I laugh under my breath, shaking my head.
They’re efficient.
Whitney
So is chewing on drywall.
Whitney
Anyway, I need a rematch. And emotional support snacks.
I thought you were mad at me. You know, for the toaster pastry failure.
Whitney
I am. But I’m also bored. And hungry.
That’s a dangerous combination.
Whitney
Correct. Which is why you should come over and supervise.
I stare at the screen.
I shouldn’t.
Hanging out with her before was about the cat and needing a distraction.
There is no reason to hang out again.
Except.
I haven’t laughed like that in months.
Except.
I keep thinking about the way she sprawled on the couch, all toned limbs and smooth skin in that sports bra and legging set—and how easy it felt to be beside her.
Except.
The quiet without Rory is making space for things I’ve been actively avoiding.
“Hey, Fisk, we’re grabbing food,” Eli says, cutting through my thoughts. “You coming?”

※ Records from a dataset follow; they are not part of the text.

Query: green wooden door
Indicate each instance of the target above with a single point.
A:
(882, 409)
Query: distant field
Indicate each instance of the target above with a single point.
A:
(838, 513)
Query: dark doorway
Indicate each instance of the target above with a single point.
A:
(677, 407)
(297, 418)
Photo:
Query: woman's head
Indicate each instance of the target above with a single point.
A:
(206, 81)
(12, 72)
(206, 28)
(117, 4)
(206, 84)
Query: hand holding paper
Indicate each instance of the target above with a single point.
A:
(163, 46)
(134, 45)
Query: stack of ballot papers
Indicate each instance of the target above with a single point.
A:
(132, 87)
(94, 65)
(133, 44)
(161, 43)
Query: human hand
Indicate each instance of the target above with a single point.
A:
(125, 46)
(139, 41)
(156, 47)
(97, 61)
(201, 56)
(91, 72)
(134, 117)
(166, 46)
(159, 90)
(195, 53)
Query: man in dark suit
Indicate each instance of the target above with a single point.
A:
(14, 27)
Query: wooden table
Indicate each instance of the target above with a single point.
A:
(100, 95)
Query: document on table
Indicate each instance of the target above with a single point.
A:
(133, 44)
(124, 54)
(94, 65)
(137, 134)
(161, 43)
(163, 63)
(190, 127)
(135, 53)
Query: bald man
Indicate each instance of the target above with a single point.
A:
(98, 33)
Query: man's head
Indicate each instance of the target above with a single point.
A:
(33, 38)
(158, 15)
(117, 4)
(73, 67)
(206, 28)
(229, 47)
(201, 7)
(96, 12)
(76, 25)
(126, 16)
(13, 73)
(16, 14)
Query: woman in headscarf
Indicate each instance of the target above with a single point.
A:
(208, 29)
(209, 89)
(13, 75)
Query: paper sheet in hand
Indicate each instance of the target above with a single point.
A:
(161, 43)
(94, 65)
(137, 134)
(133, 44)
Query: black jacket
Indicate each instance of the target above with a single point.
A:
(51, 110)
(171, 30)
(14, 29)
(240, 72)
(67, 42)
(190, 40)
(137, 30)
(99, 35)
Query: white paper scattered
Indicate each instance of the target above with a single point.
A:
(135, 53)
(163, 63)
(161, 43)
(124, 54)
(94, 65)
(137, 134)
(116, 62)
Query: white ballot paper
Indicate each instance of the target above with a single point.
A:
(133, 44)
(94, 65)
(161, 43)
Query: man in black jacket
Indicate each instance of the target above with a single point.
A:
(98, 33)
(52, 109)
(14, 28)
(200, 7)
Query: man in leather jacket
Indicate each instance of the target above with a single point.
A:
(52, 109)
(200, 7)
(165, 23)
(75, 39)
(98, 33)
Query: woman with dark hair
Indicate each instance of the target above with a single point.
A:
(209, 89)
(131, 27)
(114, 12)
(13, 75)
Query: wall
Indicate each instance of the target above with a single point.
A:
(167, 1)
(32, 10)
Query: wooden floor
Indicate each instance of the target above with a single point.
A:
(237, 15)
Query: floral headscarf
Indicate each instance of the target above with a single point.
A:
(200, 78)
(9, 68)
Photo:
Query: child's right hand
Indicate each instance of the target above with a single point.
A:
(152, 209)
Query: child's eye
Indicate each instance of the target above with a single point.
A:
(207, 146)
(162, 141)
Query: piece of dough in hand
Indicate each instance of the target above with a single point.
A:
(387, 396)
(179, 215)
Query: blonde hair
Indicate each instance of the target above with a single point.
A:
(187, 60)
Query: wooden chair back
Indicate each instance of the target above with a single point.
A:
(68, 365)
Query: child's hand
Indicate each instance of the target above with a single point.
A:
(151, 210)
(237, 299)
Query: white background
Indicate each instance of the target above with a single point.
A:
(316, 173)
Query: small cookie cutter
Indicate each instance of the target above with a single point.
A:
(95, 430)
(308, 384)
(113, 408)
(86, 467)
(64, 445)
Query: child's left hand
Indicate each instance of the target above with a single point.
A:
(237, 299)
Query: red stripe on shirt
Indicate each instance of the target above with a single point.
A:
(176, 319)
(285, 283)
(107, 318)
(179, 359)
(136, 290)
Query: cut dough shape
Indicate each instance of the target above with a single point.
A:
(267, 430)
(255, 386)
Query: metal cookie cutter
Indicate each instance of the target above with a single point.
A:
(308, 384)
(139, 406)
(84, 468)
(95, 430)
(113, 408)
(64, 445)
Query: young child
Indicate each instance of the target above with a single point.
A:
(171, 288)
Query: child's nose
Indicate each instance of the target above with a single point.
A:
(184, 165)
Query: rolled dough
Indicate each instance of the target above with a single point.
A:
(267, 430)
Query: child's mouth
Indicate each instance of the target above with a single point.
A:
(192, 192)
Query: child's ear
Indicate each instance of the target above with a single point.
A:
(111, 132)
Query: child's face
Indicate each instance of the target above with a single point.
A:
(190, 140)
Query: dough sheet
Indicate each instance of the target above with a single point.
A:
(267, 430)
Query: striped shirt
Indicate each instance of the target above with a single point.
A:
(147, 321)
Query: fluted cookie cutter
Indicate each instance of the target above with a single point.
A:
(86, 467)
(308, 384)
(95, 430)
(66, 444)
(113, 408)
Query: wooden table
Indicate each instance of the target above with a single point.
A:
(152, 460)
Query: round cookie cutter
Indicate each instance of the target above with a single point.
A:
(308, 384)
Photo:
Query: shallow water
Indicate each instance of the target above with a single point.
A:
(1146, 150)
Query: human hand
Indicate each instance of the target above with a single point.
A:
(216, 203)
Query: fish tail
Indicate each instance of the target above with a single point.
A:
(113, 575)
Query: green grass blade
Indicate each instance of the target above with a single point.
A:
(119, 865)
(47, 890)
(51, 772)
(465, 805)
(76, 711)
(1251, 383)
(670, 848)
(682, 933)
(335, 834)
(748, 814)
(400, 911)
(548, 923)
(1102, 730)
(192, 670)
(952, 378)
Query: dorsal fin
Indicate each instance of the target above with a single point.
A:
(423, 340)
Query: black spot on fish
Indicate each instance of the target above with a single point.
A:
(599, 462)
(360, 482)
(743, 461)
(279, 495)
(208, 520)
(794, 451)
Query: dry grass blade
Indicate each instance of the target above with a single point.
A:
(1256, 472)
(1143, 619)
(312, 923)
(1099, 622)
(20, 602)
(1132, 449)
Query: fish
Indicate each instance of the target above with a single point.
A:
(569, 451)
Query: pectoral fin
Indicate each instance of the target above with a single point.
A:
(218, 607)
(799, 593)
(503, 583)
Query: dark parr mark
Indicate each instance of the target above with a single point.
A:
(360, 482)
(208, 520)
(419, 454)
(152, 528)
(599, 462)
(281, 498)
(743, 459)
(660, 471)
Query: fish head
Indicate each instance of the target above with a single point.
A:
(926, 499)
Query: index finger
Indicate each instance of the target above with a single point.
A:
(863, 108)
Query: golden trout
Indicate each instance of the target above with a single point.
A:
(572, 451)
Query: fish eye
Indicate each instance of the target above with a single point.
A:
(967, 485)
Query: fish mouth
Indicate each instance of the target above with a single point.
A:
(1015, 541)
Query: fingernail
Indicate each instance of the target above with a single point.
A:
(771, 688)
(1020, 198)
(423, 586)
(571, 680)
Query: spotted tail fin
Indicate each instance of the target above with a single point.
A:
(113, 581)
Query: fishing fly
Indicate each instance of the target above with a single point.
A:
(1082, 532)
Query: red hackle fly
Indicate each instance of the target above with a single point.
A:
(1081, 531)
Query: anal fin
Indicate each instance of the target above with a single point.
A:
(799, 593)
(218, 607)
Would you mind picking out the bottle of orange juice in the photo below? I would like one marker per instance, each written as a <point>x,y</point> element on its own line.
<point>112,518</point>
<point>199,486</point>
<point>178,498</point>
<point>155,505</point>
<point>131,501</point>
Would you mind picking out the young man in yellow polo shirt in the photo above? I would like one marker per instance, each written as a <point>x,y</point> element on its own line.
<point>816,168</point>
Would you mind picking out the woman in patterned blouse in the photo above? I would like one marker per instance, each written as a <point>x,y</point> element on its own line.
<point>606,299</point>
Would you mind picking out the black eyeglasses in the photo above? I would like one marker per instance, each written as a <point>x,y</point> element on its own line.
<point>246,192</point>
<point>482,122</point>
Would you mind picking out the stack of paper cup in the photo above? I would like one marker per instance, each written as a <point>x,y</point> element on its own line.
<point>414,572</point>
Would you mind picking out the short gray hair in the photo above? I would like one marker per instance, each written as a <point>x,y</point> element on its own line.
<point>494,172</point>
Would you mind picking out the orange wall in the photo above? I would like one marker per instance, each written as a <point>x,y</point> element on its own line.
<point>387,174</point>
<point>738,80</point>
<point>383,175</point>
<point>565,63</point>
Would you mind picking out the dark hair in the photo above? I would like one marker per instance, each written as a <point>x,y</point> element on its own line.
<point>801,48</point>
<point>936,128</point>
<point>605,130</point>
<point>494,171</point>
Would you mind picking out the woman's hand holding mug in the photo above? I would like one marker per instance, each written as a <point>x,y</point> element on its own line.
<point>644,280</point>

I should take him up on the offer. Use the time with Rory away to my advantage to hang with the guys without the chip on my shoulder. But there’s something I want even more.
“Nah,” I say. “I’m good.”
Eli studies me for half a second longer, then nods like he knows exactly what I’m not saying. “Another time.”
Whitney
I also bought real Pop-Tarts. The sinful kind.
I close my eyes and hold onto the groan that’s attempting to escape.
You’re bribing me.
Whitney
I prefer “strategic persuasion.”
I can’t stay long.
Whitney
You said that before.
And I meant it.
Whitney
Because Pussy is needy and can’t be left unattended for long?
I’ve renamed her P, so you can stop with the Pussy jokes.
Whitney
She’ll never answer to that. She wouldn’t give you the satisfaction.
A guy can try.
Whitney
So you’re coming over?
Eli stands, clapping a hand on my shoulder as he passes. “Let us know if you want to meet up. If your plans change.”
I take a moment to check myself and remember the plan. Earn trust and respect. Make amends with Rory. Be part of a team.
But all I can think about is her.
And how I’m about to make a bad decision. Even my fingers feel it as I type out my response.
Yeah. Ninety minutes max.
Whitney
Bring your competitive attitude. And maybe better snack opinions.
See you soon.
What I really want to say is I can’t wait.
I shove my phone in my bag, heart thudding harder than it has any right to.
I know I should keep my distance, and getting closer to her only makes everything messier—Rory, the team, the secret I’m not ready to hand over yet.
But with Rory gone, with the quiet pressing in, all I can think about is how alive I feel when I’m near her. How much fun we had gaming together, and how badly I want a repeat.
I head for the door already knowing the truth.
I might be trying to do better, but I’m still not strong enough to stay away.